先ほどのコードに点数管理とゲームの開始トリガーを追記しました。
// ゲームの状態管理
let count = 0; // ゲームの回数
let miss = 0; // ミスの数
let right, left; // 手の判定結果
let poseData; //姿勢データ
// 手の判定を行う
function judgeHands(flagState) {
// 右手の判定
const rightHandY = poseData[0].keypoints[10].y <= 540 ? true : false;
const rightHandCondition = flagState[2];
right = (rightHandY && rightHandCondition) || (!rightHandY && !rightHandCondition)
? 'success'
: 'fail';
console.log(`右手: ${right}`);
// 左手の判定
const leftHandY = poseData[0].keypoints[9].y <= 540 ? true : false;
const leftHandCondition = flagState[3];
left = (leftHandY && leftHandCondition) || (!leftHandY && !leftHandCondition)
? 'success'
: 'fail';
console.log(`左手: ${left}`);
// ミスの集計
if (right === 'fail' || left === 'fail') {
console.log('減点!');
miss++;
}
const missDisplay = document.getElementById('miss');
missDisplay.textContent = `ミスの数: ${miss}`;
// ゲームの継続判定
const order = document.getElementById('order');
if (count < 10 && miss < 3) {
startGame(); // 次の回へ
} else if (miss >= 3) {
order.textContent = 'ゲームオーバー!';
} else {
order.textContent = 'ゲームクリア!';
}
}
// ゲームの開始
function startGame() {
console.log(`${count + 1}回目`);
count++;
const flagState = isFlagRised();
const order = document.getElementById('order');
order.textContent = flagState[0] + flagState[1];
// 3秒待機後に手の判定を行う
setTimeout(judgeHands, 3000, flagState);
}
ここで特筆すべきところはsetTimeout()です。◯秒後に処理を実行することができるメソッドです。注意点として、関数名()ではなく、関数名のみ記述します。
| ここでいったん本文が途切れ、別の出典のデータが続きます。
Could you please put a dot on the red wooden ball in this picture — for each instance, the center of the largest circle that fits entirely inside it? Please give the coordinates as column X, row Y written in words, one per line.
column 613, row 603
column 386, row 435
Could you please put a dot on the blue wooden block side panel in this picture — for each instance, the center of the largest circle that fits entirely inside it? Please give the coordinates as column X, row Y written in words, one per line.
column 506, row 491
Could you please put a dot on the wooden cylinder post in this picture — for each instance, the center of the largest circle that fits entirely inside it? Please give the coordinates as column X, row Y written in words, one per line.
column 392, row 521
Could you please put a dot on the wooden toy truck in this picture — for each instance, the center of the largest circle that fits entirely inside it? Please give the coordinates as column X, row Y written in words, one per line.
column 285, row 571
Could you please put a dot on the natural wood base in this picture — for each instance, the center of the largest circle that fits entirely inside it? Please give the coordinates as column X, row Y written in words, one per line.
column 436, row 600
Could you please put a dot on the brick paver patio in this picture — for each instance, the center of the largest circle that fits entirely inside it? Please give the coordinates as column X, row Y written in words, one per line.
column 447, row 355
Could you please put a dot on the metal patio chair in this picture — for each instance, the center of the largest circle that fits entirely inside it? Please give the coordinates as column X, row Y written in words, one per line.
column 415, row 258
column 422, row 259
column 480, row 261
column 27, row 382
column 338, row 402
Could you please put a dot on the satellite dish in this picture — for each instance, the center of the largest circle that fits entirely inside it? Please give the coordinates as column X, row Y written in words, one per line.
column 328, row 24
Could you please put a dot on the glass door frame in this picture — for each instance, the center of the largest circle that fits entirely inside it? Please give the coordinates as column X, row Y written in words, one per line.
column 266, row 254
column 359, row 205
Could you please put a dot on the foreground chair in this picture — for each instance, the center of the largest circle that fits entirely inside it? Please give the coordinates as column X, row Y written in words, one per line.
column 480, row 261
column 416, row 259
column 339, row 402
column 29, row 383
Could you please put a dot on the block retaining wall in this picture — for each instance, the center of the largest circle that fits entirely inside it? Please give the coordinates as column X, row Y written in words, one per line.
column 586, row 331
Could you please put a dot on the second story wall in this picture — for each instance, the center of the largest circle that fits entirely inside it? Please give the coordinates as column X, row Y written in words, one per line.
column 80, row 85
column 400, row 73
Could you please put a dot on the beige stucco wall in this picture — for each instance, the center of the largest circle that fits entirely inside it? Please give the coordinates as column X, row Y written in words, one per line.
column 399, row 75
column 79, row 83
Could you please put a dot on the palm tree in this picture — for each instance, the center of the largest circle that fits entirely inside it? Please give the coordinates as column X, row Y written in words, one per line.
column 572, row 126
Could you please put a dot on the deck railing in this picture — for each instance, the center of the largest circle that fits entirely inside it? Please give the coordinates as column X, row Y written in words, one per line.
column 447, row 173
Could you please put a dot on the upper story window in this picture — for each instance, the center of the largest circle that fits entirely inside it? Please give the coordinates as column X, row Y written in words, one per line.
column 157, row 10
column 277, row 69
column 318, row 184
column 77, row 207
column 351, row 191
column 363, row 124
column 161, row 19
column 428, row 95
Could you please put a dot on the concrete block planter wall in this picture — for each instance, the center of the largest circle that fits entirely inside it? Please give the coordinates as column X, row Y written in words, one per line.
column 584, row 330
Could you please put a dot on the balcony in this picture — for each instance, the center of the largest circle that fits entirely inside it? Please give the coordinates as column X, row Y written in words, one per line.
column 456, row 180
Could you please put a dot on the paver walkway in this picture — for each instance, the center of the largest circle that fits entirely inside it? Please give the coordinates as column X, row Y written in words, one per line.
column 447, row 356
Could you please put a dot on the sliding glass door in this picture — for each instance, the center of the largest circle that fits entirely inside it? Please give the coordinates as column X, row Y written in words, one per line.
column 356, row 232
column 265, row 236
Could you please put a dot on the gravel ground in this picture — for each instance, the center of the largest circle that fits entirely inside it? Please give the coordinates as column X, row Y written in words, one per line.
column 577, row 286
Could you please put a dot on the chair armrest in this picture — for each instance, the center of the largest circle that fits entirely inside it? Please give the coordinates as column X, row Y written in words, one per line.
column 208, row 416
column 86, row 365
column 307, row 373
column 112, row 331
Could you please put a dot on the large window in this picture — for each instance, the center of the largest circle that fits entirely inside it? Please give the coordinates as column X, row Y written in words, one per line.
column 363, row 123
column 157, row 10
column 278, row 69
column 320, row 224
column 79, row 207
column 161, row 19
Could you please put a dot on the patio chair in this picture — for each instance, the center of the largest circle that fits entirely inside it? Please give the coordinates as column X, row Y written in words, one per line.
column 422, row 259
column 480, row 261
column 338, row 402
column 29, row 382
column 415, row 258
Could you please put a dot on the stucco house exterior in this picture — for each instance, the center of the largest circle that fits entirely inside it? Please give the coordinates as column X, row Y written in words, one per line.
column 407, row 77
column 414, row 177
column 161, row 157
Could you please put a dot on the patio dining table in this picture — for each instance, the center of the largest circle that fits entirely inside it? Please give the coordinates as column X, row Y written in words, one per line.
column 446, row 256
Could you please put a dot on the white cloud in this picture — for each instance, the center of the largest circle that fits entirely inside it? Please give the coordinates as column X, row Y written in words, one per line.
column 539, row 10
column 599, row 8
setTimeout(関数名, 秒数(ミリ秒), 関数の引数);
//正:setTimeout(judgeHands, 3000, flagState);
//誤:setTimeout(judgeHands(), 3000, flagState);
あとは見慣れたものが多くなっているのではないのでしょうか。もちろん、まだまだ知らないものも多いと思うので適宜調べるようにしましょう。
仕上げ
これまでのコードをすべてまとめてzipファイルにしたので、まずはダウンロードしましょう。
任意の場所で展開してLocal Serverで実行してみましょう。
こんな感じのテーブルが表示されると共に、いきなり問題が始まると思います。必要最低限の実装しかないためです。
今回の課題はこのゲームに味付けをするものにします。
課題
今回の課題はただひとつです。
- このゲームを自由に改変せよ
さすがに手放しが過ぎるので、いくつかアイデアを提供します。
- ゲームのスタート画面を作る
- ゲームの回数やミス数を変える
- 回数が増えると出題までの時間が短くなる
- canvasに回数やミス数を表示する
- 出題を音声で読み上げる
- 足挙げも追加する
などなど、たくさんできることはあると思うので、スクラップ&ビルドしまくってください。
まとめ
お疲れ様でした。初めてJavaScripとMoveNetに触れた人にとってはなかなか難しい課題も多かったと思いますが、ここまで読んでくれた方はかなり力がついていると思います。
このあとは自分でゲームを作ってみてください。手を挙げたらキャラクターがジャンプする横スクロールゲームからスクワットの回数をカウントするソフトなど、なんでもできると思います。
困ったときは基本的にここを見れば解決できるので、ぜひ参考にしてください。それでは。